The story of parenting in America is not one of unbroken progress toward more enlightened views of childrearing. Still, we have come a long way, baby, since the Puritans. For our New England ancestors, children were miniature adults, fully capable of sin but lacking the adult’s ability to resist temptation. Mintz cites Cotton Mather declaiming, “Are they Young? Yet the Devil has been with them already… They go astray as soon as they are born. They no longer step than stray, they no sooner lisp than they ly.” [11] Far from protecting children from life’s horrors, Puritans made them central to their children’s curriculum. At least John Norris did when he counselled children to “be much in contemplation of the last four things, Heaven, Hell, Death and Judgment. Place yourself frequently on your deathbeds, in your Coffins, and in your Graves. Act over frequently in your Minds, the solemnity of your own funerals; and entertain your Imaginations with all the lively scenes of Mortality.” [20]

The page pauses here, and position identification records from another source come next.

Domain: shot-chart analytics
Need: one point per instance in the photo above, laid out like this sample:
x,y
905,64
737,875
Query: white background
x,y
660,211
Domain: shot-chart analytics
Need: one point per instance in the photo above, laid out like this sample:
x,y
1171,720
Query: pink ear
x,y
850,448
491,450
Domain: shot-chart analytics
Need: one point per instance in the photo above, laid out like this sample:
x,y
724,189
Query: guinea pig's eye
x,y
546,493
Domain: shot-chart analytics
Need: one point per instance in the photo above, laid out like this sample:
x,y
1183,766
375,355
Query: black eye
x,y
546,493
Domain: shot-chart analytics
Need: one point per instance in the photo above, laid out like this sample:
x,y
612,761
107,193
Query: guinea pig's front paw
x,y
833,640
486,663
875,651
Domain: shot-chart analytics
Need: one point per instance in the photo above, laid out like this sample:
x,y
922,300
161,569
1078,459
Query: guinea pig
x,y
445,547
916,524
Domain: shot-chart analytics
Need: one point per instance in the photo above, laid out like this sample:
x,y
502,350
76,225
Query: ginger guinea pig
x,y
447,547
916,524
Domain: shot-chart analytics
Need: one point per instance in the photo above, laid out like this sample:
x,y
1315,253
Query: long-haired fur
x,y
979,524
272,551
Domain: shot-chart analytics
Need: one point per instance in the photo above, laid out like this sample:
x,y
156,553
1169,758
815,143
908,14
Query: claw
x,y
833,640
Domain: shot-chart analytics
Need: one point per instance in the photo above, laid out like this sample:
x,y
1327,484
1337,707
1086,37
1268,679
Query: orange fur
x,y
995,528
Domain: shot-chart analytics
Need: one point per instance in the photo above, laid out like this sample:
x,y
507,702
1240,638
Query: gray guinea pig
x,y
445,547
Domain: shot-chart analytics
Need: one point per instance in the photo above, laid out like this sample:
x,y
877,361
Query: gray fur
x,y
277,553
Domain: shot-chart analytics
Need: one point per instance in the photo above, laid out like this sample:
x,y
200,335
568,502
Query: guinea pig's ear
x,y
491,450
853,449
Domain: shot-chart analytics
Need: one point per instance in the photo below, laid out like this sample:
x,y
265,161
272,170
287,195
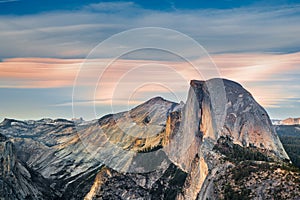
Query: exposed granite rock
x,y
290,121
17,181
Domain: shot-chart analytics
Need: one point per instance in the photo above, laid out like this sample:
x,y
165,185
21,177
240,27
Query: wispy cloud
x,y
8,1
73,34
266,76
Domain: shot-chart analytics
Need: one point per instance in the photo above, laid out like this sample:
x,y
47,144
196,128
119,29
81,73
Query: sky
x,y
66,58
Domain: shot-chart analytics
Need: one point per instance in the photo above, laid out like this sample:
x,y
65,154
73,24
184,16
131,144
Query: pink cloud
x,y
125,79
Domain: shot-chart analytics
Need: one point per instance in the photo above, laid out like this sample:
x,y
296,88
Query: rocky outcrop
x,y
213,109
290,121
17,180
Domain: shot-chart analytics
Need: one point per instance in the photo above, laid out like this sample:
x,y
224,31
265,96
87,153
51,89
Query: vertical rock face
x,y
16,180
216,108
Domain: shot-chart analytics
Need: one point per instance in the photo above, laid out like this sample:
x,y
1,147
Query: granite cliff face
x,y
290,121
158,150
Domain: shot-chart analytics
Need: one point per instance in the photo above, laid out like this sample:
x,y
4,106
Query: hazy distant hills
x,y
219,144
288,121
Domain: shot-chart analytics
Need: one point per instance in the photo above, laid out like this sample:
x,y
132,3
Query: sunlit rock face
x,y
290,121
17,181
216,108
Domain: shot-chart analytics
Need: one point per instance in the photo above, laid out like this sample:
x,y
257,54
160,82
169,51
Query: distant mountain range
x,y
220,144
288,121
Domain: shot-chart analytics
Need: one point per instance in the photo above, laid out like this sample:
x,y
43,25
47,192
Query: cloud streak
x,y
267,76
73,34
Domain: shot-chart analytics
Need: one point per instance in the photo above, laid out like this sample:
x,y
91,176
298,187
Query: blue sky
x,y
43,44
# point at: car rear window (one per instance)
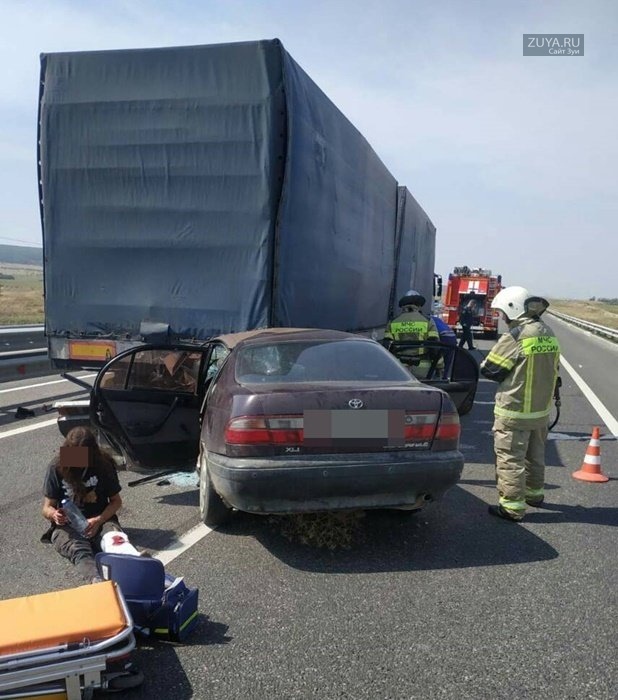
(318, 361)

Interestingly, Anne Bradstreet‘s words written in the seventeenth century sound almost modern by comparison: “Diverse children have their different natures; some are like flesh which nothing but salt will keep from putrefaction; some again like tender fruits which are best preserved with sugar; those parents are wise that can fit their nurture according to the Nature.” [19]

For all that we Americans look to our Puritan heritage, where childrearing is concerned we would do better to consider the Quakers of Pennsylvania. In them we find the birth of what Mintz calls the Private Family, “bound by common ties of affection.” [49] The eighteenth century intellectual ferment was upending the traditional childrearing model, in any case. Enlightenment writers were repudiating coercive parenting and urging a more nurturing model based on teaching by example and the cultivation of a child’s natural talents. By 1800 the groundwork had been laid for the romantic conception of childhood as a precious time of development and children themselves as a precious gift–at least among the growing middle class. [51]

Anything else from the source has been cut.